- Born: Vera Shapell 1947 (age 78–79)
- Occupation: philanthropist
- Spouse: Paul Guerin
- Children: Lisa Guerin Dana Guerin Michael Guerin
- Parent(s): Nathan Shapell Lilly Schreiber

= Vera Guerin =

American billionaire, philanthropist and musical theater producer

Vera Guerin is an American billionaire, philanthropist, and musical theater producer.

==Biography==
Guerin was born to a Jewish family, the daughter of Lily (née Schreiber) and Nathan Shapell. Her father was born in Poland. During World War II he was interned at the Auschwitz and Buchenwald concentration camps but he managed to escape. Her mother was also an Auschwitz survivor and worked as an interpreter at several of the war crimes trials. Her parents immigrated to California in 1952 when she was five where her father co-founded home builder Shapell Industries with his brother David and brother-in-law Max Webb.
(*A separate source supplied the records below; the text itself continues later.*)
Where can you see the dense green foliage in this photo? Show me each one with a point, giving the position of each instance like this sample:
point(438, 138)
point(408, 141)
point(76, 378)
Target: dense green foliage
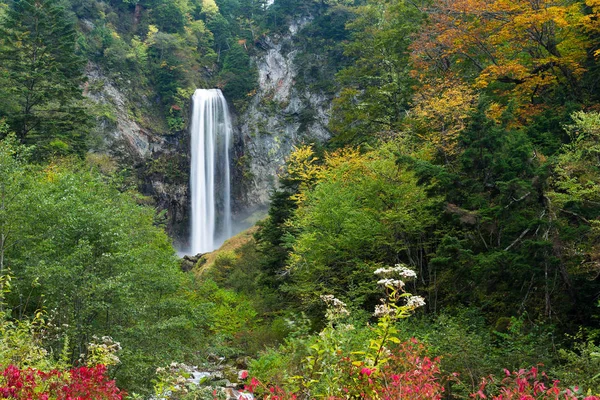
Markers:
point(465, 146)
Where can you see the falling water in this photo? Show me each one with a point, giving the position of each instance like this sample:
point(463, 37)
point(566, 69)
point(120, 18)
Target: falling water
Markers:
point(209, 178)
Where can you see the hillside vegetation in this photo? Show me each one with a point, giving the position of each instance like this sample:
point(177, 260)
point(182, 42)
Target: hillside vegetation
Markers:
point(445, 243)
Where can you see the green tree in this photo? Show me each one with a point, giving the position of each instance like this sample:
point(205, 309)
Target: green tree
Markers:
point(362, 212)
point(44, 75)
point(376, 87)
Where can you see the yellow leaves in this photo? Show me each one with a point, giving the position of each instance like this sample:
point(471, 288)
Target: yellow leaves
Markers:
point(519, 49)
point(440, 114)
point(302, 166)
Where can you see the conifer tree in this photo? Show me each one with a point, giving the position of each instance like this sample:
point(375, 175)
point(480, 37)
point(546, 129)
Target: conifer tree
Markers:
point(43, 75)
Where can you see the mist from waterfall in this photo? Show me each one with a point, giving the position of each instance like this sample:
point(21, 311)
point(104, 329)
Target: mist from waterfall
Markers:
point(210, 183)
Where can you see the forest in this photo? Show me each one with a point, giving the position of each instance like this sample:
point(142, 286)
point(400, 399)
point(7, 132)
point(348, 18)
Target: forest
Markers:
point(444, 243)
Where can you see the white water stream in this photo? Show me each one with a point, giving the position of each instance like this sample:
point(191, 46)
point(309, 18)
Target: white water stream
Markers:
point(210, 182)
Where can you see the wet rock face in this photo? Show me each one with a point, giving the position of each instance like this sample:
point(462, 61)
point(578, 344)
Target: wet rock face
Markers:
point(122, 136)
point(160, 162)
point(279, 117)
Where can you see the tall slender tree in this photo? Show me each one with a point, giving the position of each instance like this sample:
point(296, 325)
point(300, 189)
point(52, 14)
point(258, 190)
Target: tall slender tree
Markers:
point(44, 76)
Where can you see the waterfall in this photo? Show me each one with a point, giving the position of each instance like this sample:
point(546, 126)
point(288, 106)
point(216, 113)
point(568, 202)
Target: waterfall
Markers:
point(211, 131)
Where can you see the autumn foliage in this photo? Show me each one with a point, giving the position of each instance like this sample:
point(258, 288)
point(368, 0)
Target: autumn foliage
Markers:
point(520, 50)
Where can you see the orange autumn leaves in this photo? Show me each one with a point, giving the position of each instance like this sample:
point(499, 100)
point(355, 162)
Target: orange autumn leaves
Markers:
point(517, 50)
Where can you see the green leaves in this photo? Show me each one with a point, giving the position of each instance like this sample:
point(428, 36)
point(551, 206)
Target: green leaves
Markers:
point(43, 76)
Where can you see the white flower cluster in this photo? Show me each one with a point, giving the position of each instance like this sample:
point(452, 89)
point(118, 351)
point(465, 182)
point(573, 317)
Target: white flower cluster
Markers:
point(415, 301)
point(335, 307)
point(398, 269)
point(104, 350)
point(394, 283)
point(383, 309)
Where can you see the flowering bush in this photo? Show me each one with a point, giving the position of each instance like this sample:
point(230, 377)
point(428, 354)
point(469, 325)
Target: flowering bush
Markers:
point(75, 384)
point(407, 375)
point(527, 385)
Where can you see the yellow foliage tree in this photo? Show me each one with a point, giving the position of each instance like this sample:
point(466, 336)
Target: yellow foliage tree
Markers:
point(518, 49)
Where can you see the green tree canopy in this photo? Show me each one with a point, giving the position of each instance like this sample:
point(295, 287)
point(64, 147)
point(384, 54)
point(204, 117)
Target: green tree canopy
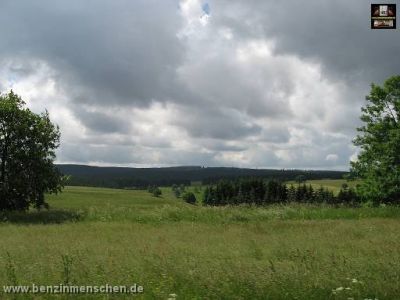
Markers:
point(27, 152)
point(378, 162)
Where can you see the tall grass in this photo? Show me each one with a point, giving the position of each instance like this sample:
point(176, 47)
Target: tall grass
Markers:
point(192, 252)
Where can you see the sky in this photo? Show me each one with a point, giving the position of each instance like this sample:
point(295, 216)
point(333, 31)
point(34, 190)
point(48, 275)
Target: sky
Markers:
point(143, 83)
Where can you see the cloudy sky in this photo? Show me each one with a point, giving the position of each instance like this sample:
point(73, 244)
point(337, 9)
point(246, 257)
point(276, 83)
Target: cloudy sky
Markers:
point(256, 83)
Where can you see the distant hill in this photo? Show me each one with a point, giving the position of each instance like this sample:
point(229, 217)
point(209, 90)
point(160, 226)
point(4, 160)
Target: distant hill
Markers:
point(116, 177)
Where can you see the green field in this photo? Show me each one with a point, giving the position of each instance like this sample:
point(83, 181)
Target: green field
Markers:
point(95, 236)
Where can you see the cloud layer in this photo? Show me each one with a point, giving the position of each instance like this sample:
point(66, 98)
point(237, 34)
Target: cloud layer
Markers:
point(233, 83)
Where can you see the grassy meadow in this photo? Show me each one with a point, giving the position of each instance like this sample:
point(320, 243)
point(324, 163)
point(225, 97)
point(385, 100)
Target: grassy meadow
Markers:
point(94, 236)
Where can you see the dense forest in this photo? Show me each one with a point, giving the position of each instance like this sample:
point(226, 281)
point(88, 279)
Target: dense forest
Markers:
point(114, 177)
point(261, 192)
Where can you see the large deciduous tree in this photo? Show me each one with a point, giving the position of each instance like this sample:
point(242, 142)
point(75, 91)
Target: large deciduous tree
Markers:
point(378, 163)
point(27, 152)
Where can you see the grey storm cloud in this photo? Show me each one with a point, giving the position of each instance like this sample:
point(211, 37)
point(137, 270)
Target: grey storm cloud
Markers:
point(220, 82)
point(336, 33)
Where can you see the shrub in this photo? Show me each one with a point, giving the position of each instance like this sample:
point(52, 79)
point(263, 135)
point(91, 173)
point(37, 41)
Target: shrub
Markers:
point(189, 197)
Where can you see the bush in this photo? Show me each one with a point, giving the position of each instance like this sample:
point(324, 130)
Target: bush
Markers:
point(155, 191)
point(189, 197)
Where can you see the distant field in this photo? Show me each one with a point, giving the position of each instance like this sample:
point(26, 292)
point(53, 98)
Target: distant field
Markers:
point(96, 236)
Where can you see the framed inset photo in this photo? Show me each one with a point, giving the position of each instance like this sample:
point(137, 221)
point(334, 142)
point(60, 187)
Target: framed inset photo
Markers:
point(383, 16)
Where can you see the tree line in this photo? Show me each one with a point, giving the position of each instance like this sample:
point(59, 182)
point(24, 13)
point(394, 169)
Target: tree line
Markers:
point(260, 192)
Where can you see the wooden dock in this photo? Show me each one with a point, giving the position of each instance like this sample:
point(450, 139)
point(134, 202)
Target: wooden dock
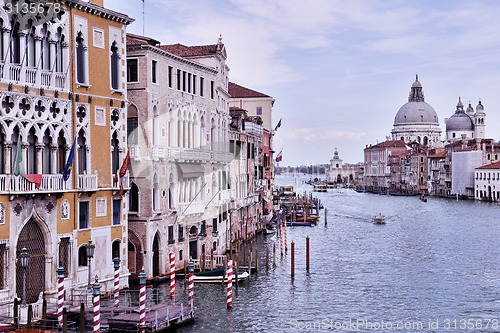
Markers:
point(159, 318)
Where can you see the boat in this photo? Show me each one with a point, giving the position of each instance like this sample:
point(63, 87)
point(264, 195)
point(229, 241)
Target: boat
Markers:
point(379, 219)
point(217, 275)
point(320, 188)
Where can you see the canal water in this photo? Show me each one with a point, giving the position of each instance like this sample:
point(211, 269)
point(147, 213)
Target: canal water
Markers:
point(433, 267)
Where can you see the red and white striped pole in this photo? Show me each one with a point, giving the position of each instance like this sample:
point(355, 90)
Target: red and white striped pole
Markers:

Shapell Industries eventually went on to build 65,000 houses in California.

Guerin inherited her father's 43 percent stake in Shapell Industries upon his death in 2007. In November 2013, Toll Brothers purchased the Shapell Homes housebuilding division of Shapell Industries for $1.6 billion; Shapell's share was $690 million. Shapell still retains a 43 percent interest in the remainder of Shappell industries which includes over 10,000 apartments, five shopping centers, and four office buildings worth an additional $1.7 billion making her share worth $645 million. This sum combined with the amount earned from the Shapell Homes sale gives her an estimated net worth of $1.3 billion.

Guerin is an occasional musical theater producer. She produced a show for the Women's Guild 50th Anniversary Gala emceed by Billy Crystal. She produced the musical Leap of Faith.

==Philanthropy==
In 2008, Guerin donated $5 million to support the research arm of the Women's Guild Lung Institute at Cedars-Sinai Medical Center. In 2013, Guerin donated $10 million to establish the Vera and Paul Guerin Family Congenital Heart Program at the Cedars-Sinai Medical Center Heart Institute; and $10 million to endow two academic chairs in pulmonary medicine and pediatric neurosurgery and to support Cedars-Sinai's new outpatient services building. Guerin serves as vice chair and chair-elect of the Cedars-Sinai Board of Directors and is a former president of the Women's Guild Lung Institute. She served as trustee at the Harvard-Westlake School; served on the Stephen S. Wise Temple advisory board; and served on the board of the Skirball Cultural Center in Los Angeles. Her husband is president and board chairman of Friends of the Israel Defense Forces, a support group for Israel's soldiers. In 2021 Guerin Donated $100 million to support Children's Health Services at Cedars Sinai

==Personal life==
In 1968, Guerin married a gentile, Paul Guerin, over her parents' objections. He converted to Judaism. They have three children: Lisa, Dana, and Michael.